The National League’s brand of baseball prevented Martin Perez from pitching more than five innings Saturday afternoon.
The left-handed pitcher isn’t a very good left-handed hitter, so the Texas Rangers used a pinch hitter for him to lead off the sixth inning. They needed base runners to chip away at a four-run hole.
So, Perez also had a hand in his early exit at AT&T Park, even though he rebounded from the San Francisco Giants’ big first inning and was in control when the batting order came around to him for a second time.
Perez is five weeks away from having no control over his future.
He allowed four runs in the first, and the Rangers’ offense didn’t get going until Rougned Odor connected for a three-run homer in the eighth inning of a 5-3 loss. Perez is now 2-6 this season with a 6.95 ERA, and 0-3 with a 5.63 ERA in eight starts since coming off the disabled list last month.
This three-game interleague series concludes Sunday afternoon with the Rangers facing Derek Holland, now two teams removed from the Rangers. He was twice in the same situation with the Rangers that Perez will find himself in the off-season.
The Rangers hold two more club options on Perez. A team that needs starting pitchers has a decision to make, though Perez is making it easy on them with each dicey outing.
But Saturday marked the latest example of the Perez tease. He pitched poorly and then nearly perfectly, all in the same start, trending to the disappointing side that has dogged him for years and surging to the hopeful side that has kept him around seven seasons.
An eighth isn’t guaranteed.
“It’s just ups and downs,” Perez said. “I need to find a way to be more consistent. I need to do what was I was able to do today in my last four innings, and I’ll be fine.”
The big blow against Perez was a three-run homer by Brandon Crawford in a first-inning left-on-left matchup with two outs. It turned a nice escape by Perez into a big inning for the Giants.
He recovered nicely over the next four innings, allowing only two hits and recording all four of his strikeouts after a four-run, three-hit, one-walk first. But his first-inning struggles have the Rangers thinking about using a reliever in the first — the Opener — in his next start.
“We’ve seen the challenge of Martin in the first,” manager Jeff Banister said.
The Rangers, meanwhile, had only two hits in the first five innings and had only three in the first seven before a two-out rally in the eighth that Odor capped with his 17th homer of the season.
The Rangers had the bases loaded with two outs in the ninth, but pinch-hitter Carlos Perez, who was recalled Saturday morning and didn’t arrive until the third inning, popped to left field.

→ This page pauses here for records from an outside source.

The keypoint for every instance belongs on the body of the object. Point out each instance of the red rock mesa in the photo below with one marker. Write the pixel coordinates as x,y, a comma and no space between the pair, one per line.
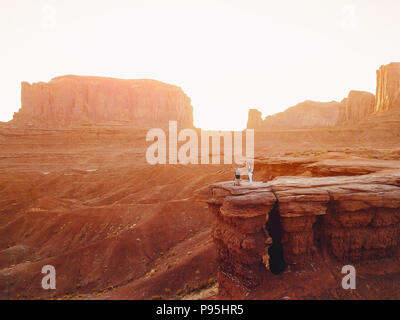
71,99
388,87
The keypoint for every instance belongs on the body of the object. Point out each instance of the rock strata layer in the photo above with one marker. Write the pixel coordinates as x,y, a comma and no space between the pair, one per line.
298,220
72,99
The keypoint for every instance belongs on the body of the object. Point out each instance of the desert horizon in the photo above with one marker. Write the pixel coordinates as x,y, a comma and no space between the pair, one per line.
135,166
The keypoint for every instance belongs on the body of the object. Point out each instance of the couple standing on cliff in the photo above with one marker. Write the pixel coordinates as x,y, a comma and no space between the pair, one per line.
246,170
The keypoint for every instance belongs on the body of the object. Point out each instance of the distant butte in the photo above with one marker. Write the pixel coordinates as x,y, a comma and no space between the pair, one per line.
71,99
351,110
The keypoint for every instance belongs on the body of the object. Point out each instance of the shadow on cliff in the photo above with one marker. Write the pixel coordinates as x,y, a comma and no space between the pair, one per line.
277,263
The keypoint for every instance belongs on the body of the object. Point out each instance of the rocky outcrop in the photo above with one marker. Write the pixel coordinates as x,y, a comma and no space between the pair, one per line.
292,222
357,106
308,114
388,87
72,99
254,120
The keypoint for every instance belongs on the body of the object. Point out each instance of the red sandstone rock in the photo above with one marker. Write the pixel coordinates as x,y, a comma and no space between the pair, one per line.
72,99
308,114
357,106
388,87
254,119
346,219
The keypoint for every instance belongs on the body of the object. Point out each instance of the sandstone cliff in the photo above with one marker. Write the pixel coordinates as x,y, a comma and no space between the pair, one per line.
307,114
388,87
254,120
71,99
292,223
356,107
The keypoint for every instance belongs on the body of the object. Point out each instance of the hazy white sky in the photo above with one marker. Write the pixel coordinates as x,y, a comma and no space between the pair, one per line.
228,56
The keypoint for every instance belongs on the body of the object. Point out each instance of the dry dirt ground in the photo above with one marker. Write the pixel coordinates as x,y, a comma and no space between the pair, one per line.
85,201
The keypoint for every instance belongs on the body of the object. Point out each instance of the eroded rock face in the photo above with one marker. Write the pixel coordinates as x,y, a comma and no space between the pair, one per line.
254,120
346,219
356,107
72,99
307,114
388,87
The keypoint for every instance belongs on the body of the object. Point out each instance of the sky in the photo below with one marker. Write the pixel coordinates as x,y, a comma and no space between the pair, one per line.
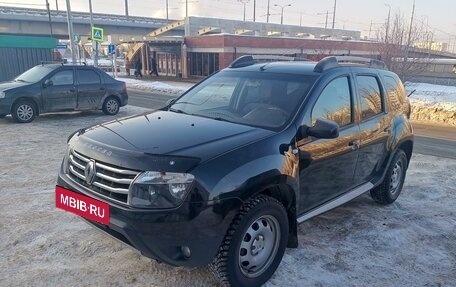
366,16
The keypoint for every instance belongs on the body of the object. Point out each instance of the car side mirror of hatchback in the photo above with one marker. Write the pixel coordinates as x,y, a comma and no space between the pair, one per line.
323,129
47,83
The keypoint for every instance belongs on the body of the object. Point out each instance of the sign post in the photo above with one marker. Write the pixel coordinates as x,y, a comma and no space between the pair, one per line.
61,48
112,52
97,36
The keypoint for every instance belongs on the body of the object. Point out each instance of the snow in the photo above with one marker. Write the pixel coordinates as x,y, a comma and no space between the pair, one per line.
438,96
171,88
409,243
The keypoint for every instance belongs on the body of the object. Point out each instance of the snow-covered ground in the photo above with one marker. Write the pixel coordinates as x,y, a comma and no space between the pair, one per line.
433,103
409,243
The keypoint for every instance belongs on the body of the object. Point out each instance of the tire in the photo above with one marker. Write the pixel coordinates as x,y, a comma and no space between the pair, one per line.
388,191
111,106
24,111
261,224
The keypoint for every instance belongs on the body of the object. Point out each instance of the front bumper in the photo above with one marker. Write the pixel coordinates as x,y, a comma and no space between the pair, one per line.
161,234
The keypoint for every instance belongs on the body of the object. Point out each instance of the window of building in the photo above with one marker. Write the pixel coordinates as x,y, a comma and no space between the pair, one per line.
204,64
334,103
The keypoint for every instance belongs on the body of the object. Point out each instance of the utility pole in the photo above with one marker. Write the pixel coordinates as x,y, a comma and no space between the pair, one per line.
387,23
126,9
70,32
244,2
49,15
254,9
282,7
95,59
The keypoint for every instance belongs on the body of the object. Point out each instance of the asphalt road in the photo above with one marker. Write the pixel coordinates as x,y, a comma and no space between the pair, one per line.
429,139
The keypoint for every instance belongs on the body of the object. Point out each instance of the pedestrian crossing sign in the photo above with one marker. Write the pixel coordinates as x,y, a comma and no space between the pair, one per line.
97,34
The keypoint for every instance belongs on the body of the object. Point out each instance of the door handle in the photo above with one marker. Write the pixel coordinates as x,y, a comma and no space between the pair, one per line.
354,144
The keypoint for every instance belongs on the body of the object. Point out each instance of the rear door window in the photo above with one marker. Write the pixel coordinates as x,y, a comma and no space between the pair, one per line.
88,77
370,96
334,103
62,78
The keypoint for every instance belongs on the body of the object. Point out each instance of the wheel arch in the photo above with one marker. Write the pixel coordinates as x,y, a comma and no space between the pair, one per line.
30,99
287,197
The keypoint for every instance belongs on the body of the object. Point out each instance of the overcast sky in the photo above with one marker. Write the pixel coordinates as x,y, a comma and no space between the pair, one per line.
350,14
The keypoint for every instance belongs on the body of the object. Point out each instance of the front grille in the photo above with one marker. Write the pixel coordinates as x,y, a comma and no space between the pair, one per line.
109,181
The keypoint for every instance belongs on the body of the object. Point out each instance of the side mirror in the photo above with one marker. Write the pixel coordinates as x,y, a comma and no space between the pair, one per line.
47,83
323,129
170,102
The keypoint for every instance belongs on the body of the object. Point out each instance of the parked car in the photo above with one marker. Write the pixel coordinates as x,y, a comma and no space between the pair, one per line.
224,174
57,87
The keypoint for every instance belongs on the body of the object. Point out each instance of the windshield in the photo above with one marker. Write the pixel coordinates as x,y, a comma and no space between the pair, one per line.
34,74
266,100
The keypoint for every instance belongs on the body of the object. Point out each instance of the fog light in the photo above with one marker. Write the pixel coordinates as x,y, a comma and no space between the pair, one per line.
186,251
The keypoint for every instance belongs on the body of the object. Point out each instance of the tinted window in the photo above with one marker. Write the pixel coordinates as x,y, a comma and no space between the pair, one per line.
334,103
34,74
88,77
395,91
62,78
371,99
253,98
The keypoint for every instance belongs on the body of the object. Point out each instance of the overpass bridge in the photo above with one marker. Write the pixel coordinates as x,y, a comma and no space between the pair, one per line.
35,22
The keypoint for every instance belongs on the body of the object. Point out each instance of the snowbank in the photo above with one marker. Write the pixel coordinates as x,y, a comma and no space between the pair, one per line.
433,103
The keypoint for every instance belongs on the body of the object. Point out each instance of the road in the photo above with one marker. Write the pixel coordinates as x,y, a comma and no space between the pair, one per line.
429,139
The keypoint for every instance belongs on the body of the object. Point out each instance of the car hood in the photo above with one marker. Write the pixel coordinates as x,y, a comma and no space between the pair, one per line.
11,84
176,134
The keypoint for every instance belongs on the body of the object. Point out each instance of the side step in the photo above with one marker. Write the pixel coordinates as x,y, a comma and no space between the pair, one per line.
346,197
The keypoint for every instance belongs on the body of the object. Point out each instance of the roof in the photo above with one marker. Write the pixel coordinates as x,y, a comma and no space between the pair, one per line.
297,67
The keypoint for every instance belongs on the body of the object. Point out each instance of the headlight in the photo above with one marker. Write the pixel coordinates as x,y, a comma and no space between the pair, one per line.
159,189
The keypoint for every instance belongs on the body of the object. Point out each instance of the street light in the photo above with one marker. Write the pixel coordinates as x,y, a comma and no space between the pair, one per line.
283,7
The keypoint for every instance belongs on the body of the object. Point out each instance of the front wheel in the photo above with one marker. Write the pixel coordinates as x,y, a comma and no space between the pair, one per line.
24,111
388,191
254,244
111,106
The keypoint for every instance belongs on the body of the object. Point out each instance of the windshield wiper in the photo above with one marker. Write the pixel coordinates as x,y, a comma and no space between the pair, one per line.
177,111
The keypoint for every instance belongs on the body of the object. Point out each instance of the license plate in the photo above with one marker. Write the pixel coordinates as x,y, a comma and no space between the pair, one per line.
82,205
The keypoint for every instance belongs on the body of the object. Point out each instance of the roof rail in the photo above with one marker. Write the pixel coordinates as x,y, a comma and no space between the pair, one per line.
337,61
248,60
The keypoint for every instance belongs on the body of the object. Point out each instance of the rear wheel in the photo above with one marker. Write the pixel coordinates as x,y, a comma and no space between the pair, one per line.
24,111
254,244
111,106
388,191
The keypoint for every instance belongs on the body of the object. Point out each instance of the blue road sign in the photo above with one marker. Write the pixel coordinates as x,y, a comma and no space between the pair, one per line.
97,34
111,49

Holland will present the Rangers with another lefty Sunday, and he isn’t the same pitcher he was when they beat him twice last season. That was his first season after the Rangers turned down the final option on his contract.
This season, barring a final-month meltdown, will rate as one of the best of Holland’s career, and it could catapult him to a multi-year contract the off-season after he wasn’t sure he would pitch again.

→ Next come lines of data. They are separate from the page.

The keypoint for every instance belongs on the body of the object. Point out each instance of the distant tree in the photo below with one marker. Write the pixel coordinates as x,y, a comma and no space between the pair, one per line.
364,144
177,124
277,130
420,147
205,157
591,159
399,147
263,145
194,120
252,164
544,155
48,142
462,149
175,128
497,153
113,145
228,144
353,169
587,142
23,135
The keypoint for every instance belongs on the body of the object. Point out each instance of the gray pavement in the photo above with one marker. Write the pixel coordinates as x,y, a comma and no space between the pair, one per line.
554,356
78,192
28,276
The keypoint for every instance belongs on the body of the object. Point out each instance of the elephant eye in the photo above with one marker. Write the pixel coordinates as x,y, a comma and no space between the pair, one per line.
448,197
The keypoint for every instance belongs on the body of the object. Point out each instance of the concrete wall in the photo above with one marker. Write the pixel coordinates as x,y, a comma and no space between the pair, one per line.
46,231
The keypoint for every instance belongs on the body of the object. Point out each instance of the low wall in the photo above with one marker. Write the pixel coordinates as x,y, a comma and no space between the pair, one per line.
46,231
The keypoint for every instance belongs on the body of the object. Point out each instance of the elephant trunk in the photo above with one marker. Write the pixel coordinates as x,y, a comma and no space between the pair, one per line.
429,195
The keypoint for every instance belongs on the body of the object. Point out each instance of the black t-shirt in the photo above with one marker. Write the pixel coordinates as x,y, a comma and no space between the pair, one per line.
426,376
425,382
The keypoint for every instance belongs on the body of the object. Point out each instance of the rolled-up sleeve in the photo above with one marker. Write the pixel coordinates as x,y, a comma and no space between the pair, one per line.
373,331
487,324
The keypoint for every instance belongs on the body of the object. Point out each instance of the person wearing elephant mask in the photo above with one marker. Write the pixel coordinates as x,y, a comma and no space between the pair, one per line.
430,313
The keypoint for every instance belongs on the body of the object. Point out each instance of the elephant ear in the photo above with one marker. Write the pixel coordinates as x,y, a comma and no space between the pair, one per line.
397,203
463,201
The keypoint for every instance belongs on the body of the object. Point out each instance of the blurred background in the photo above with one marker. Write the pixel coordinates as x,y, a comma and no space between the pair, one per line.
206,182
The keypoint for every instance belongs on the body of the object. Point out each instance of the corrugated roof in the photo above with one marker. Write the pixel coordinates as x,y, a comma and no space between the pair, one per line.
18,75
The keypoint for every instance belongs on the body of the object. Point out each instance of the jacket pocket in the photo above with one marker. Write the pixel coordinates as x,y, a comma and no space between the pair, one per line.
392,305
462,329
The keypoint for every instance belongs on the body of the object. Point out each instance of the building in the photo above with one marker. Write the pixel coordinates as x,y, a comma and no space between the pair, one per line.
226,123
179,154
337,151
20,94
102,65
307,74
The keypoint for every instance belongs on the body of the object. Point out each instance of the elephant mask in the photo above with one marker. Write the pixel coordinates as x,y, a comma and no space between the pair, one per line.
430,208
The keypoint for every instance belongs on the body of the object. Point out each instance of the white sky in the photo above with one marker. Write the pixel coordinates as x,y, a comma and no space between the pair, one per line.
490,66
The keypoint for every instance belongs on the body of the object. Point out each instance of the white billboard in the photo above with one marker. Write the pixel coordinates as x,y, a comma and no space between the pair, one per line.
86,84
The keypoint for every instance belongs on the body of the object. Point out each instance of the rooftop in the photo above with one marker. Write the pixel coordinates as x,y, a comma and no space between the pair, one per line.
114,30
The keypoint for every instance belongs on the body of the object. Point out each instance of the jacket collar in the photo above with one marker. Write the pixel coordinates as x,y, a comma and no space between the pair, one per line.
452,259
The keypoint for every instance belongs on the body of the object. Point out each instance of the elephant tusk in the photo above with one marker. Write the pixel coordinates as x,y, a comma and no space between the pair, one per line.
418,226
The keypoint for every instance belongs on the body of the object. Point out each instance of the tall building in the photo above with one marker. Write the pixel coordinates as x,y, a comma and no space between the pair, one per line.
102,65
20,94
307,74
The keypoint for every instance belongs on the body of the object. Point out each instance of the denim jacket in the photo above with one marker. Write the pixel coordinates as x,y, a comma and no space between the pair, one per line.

His 2017 season with the Chicago White Sox was a disaster, and it ended with him being released before the end of the season. Holland had to sign a minor-league deal with the Giants in the off-season and needed a few injuries to make his way into the rotation.
“I was worried about, ‘Am I even going to get to play again?’” Holland said. “I didn’t expect to be a starter. I was looking at it as I would get a chance to start and I knew if I didn’t make it as a starter I would could out of the bullpen and keep going kind of like a Darren Oliver or Eddie Guardado. And I was OK with it.”
Holland has been in the rotation ever since and will take a 6-8 record an 3.75 ERA into his three career start against the Rangers. Holland has 137 strikeouts in 134 1/3 innings after hitting rock bottom last season.
He was open to any and all suggestions from Giants pitching coaches, who didn’t do anything radical with him. Holland pitches from a different side of rubber than he did with the Rangers, but otherwise his arm slot and mechanics are the same.
“If I want to make my career go any longer, I have to try new things,” Holland said. “I’ve got to listen to what other people’s opinions are when it comes to pitching.”
The club option on Perez for next season is for $7.5 million. The buyout is $750,000.
That isn’t a ton of money, and general manager Jon Daniels is under no orders to trim payroll as the Rangers wade through a rebuilding phase. But Daniels will wonder how much value there is an innings-eater, which is what Perez has been when healthy, at $7.5 million.
The Rangers could decline the option and agree to a deal for less money, and Perez, who wants to stay put, might be open to that. Or they might part ways, making Perez a free agent who might have to fight for a rotation spot elsewhere next spring as Holland did this year.
“I just need to stay positive and strong and work to be back in five days and win a game,” Perez said.